The musician Ethan Fields first attracted my attention with his flashy series of mashups, in which he answers hypotheticals like “What if Katy Perry’s “Last Friday Night” Was Made by 100 gecs?” and “What if La Roux’s “Bulletproof” Was Made by Two Door Cinema Club?” But his greatest work is a set of highly sarcastic quarantine-themed jingles, each one catchy and great for office commiserating. “I worked for five minutes, so it’s time to take a break,” he sings chipperly in my favorite one. For those seeking more specialized music content, check out his crazy TikTok about shoegaze.

“If Addison Rae Listened to MF Doom”

It’s easy to knock dancing videos on TikTok, because what the genre usually evokes is shirtless white boys dice-rolling to Pop Smoke, himbos investing their collective brainpower into sexualizing the same five dance moves. In response to these peers, some TikTokers have created their own parody dances, woah-ing and ass-shaking to weird audios. Others have seen dance crazes as an opportunity to promote less conventional music. Following the mission to “normalize playing experimental rap in front of the hoes,” for example, a group of guys at North Carolina State University imagined what it’d look like if Addison Rae danced to MF DOOM, hip-swaying and nose scrunching to Madvillain’s “Raid.” Meanwhile, at their fans’ request, the rowdy friends behind @basementgang have vibed to soca, K-pop, and Bollywood music.

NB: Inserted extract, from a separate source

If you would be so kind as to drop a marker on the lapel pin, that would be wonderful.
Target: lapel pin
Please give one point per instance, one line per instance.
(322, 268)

Even if creators’ enjoyment is masked behind an ironic—and sometimes sexist—premise, these videos ultimately confirm that dancing is fun for everyone. As seen with Doja Cat’s “Say So,” a good dance greatly enhances the listening experience: Now choreography is no longer just for major pop and hip-hop songs, but even modest bedroom pop numbers like Frances Forever’s “Space Girl.” (Thanks to a cute dance popular among indie girls and nonbinary people, it hit No. 2 on the Spotify Viral Chart in early December.) I’m personally fond of the self-proclaimed “dance captain of the sad girl club,” a ballet dancer named Claire, who serves up choreography for all your indie faves, like Mitski, Alvvays, and Courtney Barnett. Before the weather got cold, a few friends and I gathered in the park and learned her motions to Snail Mail’s “Pristine,” thinking about how nice it was to be outside, hang out together, and move our bodies.